Transit district seeks compromise on fence for Del Mar train tracks

A freight train on the tracks in June in Del Mar, an area frequented by trespassers.
(Jarrod Valliere/The San Diego Union-Tribune)

Facing pushback, transit district designs lower, shorter, less-restrictive barrier


Transit officials have revised their proposal to build a fence along the railroad tracks in Del Mar, where residents oppose any barrier that would limit their access to the beach.

The new plan reduces the overall length of the fence by more than half, from 12,960 feet to just 5,698 feet. It also lowers parts of the proposed fence from 6 feet tall to 4 feet tall, depending on the geography of the location, and in some areas replaces the chain-link fencing originally suggested to post-and-cable.

The fence is needed to promote rail safety and ensure reliability, said North County Transit District Executive Director Matthew Tucker said in a statement issued Wednesday, July 21.

“Our collaboration with the Coastal Commission and the city of Del Mar seeks to develop a community-sensitive approach that furthers these goals until permanent, safe, and legal crossings can be constructed,” Tucker said.

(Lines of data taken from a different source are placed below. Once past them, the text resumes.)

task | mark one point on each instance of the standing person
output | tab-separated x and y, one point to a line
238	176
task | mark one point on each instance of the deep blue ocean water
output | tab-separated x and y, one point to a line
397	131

The transit district, Coastal Commission and Del Mar also have agreed to postpone the federal Surface Transportation Board’s regulatory review of NCTD’s rail rights along the bluff in Del Mar, the district announced.

NCTD filed a petition Aug. 28, 2020, asking the Surface Transportation Board to “eliminate uncertainty” about the agency’s authority over railway maintenance including bluff repairs and the installation of a fence in Del Mar. Del Mar and the Coastal Commission both opposed the request, seeking to retain some control over bluff construction projects, and so far the board has made no decision on the petition.

The district also is working with the San Diego Association of Governments to determine possible locations for legal pedestrian crossings such as overpasses and underpasses in Del Mar.

It was unclear Thursday, July 22, whether Del Mar would accept the revisions, and Mayor Terry Gaasterland did not respond to an email asking about it.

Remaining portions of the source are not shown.